The big money — where conservatives believe cuts could make a real dent in the deficit — is in Social Security and Medicare: in 2011 the two programs alone accounted for some $1.2 trillion, close to 30 percent of the budget. Food stamps, by contrast, came to about $78 billion.
Although conservatives want big cuts in Social Security and Medicare specifically, Republicans up for election prefer to attack "entitlements" generally, hoping some people will still think of food stamps. It helps that some politicians (even some Democrats) occasionally refer to Medicare and Social Security as the "social safety net", as if they too were mostly for the poor.
But President Obama calls a spade a spade. He knows the arithmetic, and meaningful "entitlement" cuts mean cuts to Social Security and Medicare. He outlines just such cuts in his budget this week.
Bliss! The Republicans get a two-fer: Speaker John Boehner can pocket the cuts he wants, and later denounce Obama to furious voters for cutting Social Security and Medicare.
Republicans got a leg up in 2010 using just this strategy.
There is a reason voters support Social Security and Medicare by large majorities, even if it means raising taxes: these two programs are the most important protection middle class seniors have against poverty and disease in old age, when they can no longer work or (with 7.6 percent unemployment) find a job. Between fees, the stock market crash, and job loss, many 401(k)s have collapsed. Wages have been stagnant for a decade; interest rates have been zero for years, making it almost impossible to save. Something like 70 percent of seniors depend on Social Security for the majority of their income.
Congress passed Medicare in 1965 precisely because even then, older people could not get health insurance.
Voters are correct: Medicare and Social Security are not charity, or transfer payments: they are public insurance programs essential to the survival of the American middle class.
Moreover, even though Republicans lump them together as entitlements, Medicare and Social Security are distinct, with different impacts on the deficit.

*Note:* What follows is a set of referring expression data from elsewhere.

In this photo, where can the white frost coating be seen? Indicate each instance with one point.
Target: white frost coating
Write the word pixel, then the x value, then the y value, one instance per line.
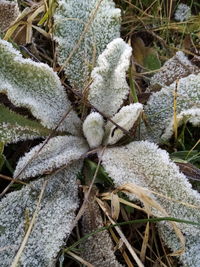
pixel 55 217
pixel 70 19
pixel 9 11
pixel 183 12
pixel 109 87
pixel 175 68
pixel 160 108
pixel 144 164
pixel 190 115
pixel 93 129
pixel 59 151
pixel 125 118
pixel 37 87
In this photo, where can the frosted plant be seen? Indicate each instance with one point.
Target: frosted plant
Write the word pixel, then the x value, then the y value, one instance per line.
pixel 97 249
pixel 31 81
pixel 183 12
pixel 93 129
pixel 144 164
pixel 160 109
pixel 9 11
pixel 53 221
pixel 125 118
pixel 175 68
pixel 37 87
pixel 109 87
pixel 83 28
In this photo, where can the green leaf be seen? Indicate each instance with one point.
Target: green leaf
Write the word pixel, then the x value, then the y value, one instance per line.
pixel 15 127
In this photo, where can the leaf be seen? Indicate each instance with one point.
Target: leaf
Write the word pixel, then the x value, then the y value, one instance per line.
pixel 159 110
pixel 35 86
pixel 147 166
pixel 8 13
pixel 82 30
pixel 145 56
pixel 109 87
pixel 57 152
pixel 53 222
pixel 125 118
pixel 15 127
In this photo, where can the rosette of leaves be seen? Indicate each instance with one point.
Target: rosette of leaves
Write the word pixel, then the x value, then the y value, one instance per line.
pixel 27 213
pixel 82 30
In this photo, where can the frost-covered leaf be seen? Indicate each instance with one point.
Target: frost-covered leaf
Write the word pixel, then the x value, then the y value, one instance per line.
pixel 177 67
pixel 98 249
pixel 83 28
pixel 53 223
pixel 15 127
pixel 125 118
pixel 109 87
pixel 93 129
pixel 144 164
pixel 35 86
pixel 159 110
pixel 59 151
pixel 8 13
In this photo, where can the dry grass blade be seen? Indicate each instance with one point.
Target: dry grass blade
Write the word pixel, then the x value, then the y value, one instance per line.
pixel 78 258
pixel 124 239
pixel 142 195
pixel 32 222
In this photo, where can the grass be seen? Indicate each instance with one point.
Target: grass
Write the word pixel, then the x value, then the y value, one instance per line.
pixel 150 28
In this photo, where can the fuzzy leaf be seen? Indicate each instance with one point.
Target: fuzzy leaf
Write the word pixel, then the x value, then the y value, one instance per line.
pixel 160 109
pixel 59 151
pixel 144 164
pixel 109 87
pixel 15 127
pixel 8 13
pixel 35 86
pixel 93 129
pixel 71 19
pixel 125 118
pixel 55 217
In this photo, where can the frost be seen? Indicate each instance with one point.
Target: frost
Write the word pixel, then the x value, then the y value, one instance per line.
pixel 93 129
pixel 97 249
pixel 58 151
pixel 37 87
pixel 109 87
pixel 144 164
pixel 9 11
pixel 71 18
pixel 55 217
pixel 160 109
pixel 175 68
pixel 125 118
pixel 15 127
pixel 183 12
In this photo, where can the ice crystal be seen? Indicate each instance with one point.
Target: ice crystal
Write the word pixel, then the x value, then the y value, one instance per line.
pixel 125 118
pixel 93 128
pixel 71 18
pixel 175 68
pixel 183 12
pixel 59 151
pixel 56 214
pixel 8 13
pixel 109 87
pixel 144 164
pixel 97 249
pixel 160 108
pixel 37 87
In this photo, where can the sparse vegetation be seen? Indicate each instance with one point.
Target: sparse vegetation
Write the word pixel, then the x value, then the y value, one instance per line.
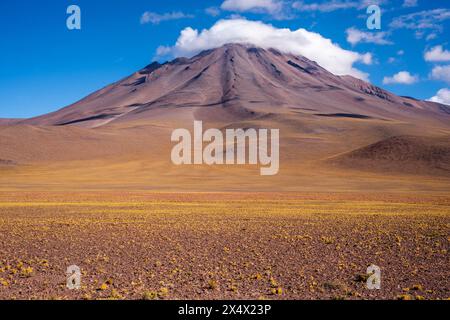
pixel 166 246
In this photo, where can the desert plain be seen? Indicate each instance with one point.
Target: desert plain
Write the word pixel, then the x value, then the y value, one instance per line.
pixel 364 180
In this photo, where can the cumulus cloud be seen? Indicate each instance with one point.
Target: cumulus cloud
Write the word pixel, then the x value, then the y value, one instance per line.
pixel 270 6
pixel 437 54
pixel 403 77
pixel 156 18
pixel 301 42
pixel 410 3
pixel 355 36
pixel 441 73
pixel 442 96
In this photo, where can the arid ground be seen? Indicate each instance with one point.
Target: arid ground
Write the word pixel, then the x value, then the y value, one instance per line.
pixel 223 245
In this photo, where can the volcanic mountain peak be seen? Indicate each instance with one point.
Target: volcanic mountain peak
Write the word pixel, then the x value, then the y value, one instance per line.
pixel 232 83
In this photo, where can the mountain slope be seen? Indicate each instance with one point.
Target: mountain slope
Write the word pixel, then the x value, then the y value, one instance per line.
pixel 119 136
pixel 236 82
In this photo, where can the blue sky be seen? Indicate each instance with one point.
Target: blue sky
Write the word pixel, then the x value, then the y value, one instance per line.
pixel 44 66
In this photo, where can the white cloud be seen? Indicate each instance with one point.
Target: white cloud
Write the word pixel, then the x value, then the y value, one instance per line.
pixel 355 36
pixel 441 73
pixel 328 6
pixel 301 42
pixel 212 11
pixel 156 18
pixel 437 54
pixel 270 6
pixel 442 96
pixel 403 77
pixel 410 3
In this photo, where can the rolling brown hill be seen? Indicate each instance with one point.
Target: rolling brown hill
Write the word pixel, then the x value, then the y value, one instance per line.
pixel 119 136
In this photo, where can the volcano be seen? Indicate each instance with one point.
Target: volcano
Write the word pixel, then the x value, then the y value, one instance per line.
pixel 119 136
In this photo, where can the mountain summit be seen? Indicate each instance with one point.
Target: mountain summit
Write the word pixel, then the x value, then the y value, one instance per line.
pixel 237 82
pixel 337 133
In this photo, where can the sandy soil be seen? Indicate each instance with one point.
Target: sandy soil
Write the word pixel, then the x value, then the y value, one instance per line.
pixel 223 245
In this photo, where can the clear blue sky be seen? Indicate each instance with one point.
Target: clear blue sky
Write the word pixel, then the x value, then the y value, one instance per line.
pixel 44 66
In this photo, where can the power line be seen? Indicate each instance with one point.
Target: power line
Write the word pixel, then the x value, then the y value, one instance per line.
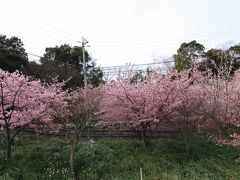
pixel 157 44
pixel 223 30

Although Social Security is technically a public insurance program, it is essentially a defined-benefit public pension plan: workers pool their money in a large fund, and during retirement, receive a guaranteed monthly benefit based on salary and number of years worked. Those who die early pay for those who die late. Actuaries can project future costs accurately for several decades; the system is funded to pay full benefits out to 2035 without adding a dime to the national debt.

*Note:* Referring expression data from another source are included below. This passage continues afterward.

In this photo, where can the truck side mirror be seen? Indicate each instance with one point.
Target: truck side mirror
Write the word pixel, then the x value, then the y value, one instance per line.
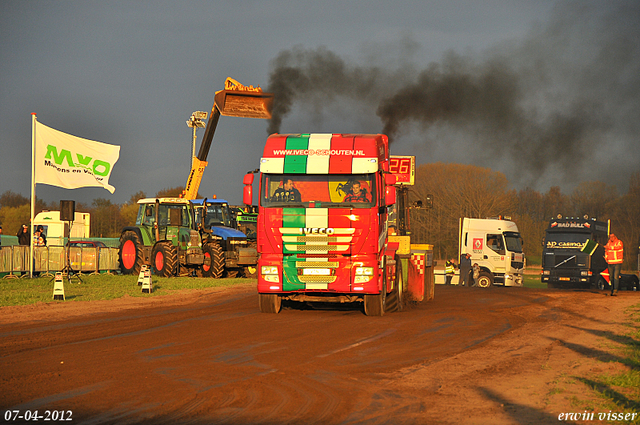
pixel 390 195
pixel 247 193
pixel 390 189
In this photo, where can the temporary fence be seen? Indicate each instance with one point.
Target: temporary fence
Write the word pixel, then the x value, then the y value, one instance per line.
pixel 14 260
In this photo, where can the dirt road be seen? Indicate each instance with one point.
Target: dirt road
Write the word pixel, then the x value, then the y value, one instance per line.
pixel 209 357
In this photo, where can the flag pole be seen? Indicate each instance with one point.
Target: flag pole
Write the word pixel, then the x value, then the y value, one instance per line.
pixel 33 190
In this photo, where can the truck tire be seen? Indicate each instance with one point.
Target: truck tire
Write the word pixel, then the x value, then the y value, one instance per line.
pixel 395 300
pixel 602 283
pixel 164 259
pixel 270 303
pixel 213 261
pixel 130 253
pixel 485 280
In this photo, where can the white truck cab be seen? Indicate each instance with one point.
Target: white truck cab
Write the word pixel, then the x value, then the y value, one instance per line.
pixel 495 245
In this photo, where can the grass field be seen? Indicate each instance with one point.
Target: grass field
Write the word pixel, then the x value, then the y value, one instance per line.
pixel 108 287
pixel 98 287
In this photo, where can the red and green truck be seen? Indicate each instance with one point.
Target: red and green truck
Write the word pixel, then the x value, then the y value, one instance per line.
pixel 326 224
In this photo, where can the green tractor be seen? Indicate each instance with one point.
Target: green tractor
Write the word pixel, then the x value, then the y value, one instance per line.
pixel 166 238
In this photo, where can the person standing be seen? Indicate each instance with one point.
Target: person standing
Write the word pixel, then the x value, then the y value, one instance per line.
pixel 449 270
pixel 476 273
pixel 42 236
pixel 465 269
pixel 23 235
pixel 614 254
pixel 287 193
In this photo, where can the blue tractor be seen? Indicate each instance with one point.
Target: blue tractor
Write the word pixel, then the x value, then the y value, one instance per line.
pixel 228 249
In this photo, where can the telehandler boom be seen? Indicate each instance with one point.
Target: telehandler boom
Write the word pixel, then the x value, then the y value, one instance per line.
pixel 236 100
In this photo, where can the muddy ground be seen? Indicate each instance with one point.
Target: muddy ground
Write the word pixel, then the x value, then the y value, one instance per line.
pixel 472 356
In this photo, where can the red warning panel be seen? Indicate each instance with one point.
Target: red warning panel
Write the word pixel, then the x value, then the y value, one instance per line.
pixel 404 167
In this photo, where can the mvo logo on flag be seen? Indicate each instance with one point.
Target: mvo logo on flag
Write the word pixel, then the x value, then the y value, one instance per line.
pixel 71 162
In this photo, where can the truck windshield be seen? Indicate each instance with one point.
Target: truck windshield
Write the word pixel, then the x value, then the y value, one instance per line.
pixel 513 240
pixel 566 240
pixel 322 190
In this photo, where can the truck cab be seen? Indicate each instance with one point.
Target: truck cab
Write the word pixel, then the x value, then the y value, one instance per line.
pixel 496 245
pixel 323 223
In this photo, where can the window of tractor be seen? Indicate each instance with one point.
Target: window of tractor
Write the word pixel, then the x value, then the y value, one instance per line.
pixel 217 216
pixel 332 190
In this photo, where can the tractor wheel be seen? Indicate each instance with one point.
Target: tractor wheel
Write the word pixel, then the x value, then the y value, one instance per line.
pixel 251 272
pixel 485 280
pixel 130 253
pixel 395 300
pixel 164 259
pixel 231 274
pixel 213 261
pixel 270 303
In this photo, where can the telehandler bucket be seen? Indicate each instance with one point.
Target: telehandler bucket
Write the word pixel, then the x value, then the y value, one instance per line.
pixel 237 100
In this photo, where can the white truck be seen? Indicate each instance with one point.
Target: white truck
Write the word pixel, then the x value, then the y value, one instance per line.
pixel 56 230
pixel 496 245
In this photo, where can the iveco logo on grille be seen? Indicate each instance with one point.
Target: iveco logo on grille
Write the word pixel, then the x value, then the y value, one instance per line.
pixel 318 230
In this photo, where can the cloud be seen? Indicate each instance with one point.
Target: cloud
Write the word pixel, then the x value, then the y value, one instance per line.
pixel 558 106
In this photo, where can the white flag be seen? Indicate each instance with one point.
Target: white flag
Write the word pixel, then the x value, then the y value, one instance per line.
pixel 71 162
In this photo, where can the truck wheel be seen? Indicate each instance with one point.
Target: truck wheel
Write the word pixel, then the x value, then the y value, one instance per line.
pixel 164 259
pixel 130 253
pixel 395 300
pixel 485 280
pixel 270 303
pixel 251 272
pixel 213 261
pixel 602 284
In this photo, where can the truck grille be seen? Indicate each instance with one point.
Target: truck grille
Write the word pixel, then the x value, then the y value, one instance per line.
pixel 317 279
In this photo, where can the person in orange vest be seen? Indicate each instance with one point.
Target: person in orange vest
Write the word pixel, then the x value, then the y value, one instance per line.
pixel 614 253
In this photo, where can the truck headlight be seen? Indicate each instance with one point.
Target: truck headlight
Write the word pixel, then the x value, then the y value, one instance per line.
pixel 364 271
pixel 270 274
pixel 265 270
pixel 363 274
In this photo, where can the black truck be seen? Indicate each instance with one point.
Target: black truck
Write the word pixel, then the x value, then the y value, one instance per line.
pixel 573 255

Medicare is more like ordinary insurance, there if you need it, though not everyone will. Unlike Social Security, Medicare will drive up deficits unless its costs are controlled. But much of the rising cost is due to the ever-increasing prices of health care services for everyone. The federal government can solve most of this problem by using its leverage to push prices down, as elsewhere in the developed world: there is no need to cut benefits.
President Obama's offer to cut Social Security and Medicare will cause nothing but grief to seniors, their families, his party and himself. He needs to take it off the table now. If the Republicans want such cuts, let them demand them by name.
Caroline Poplin is a physician, attorney and policy analyst in Bethesda, Md.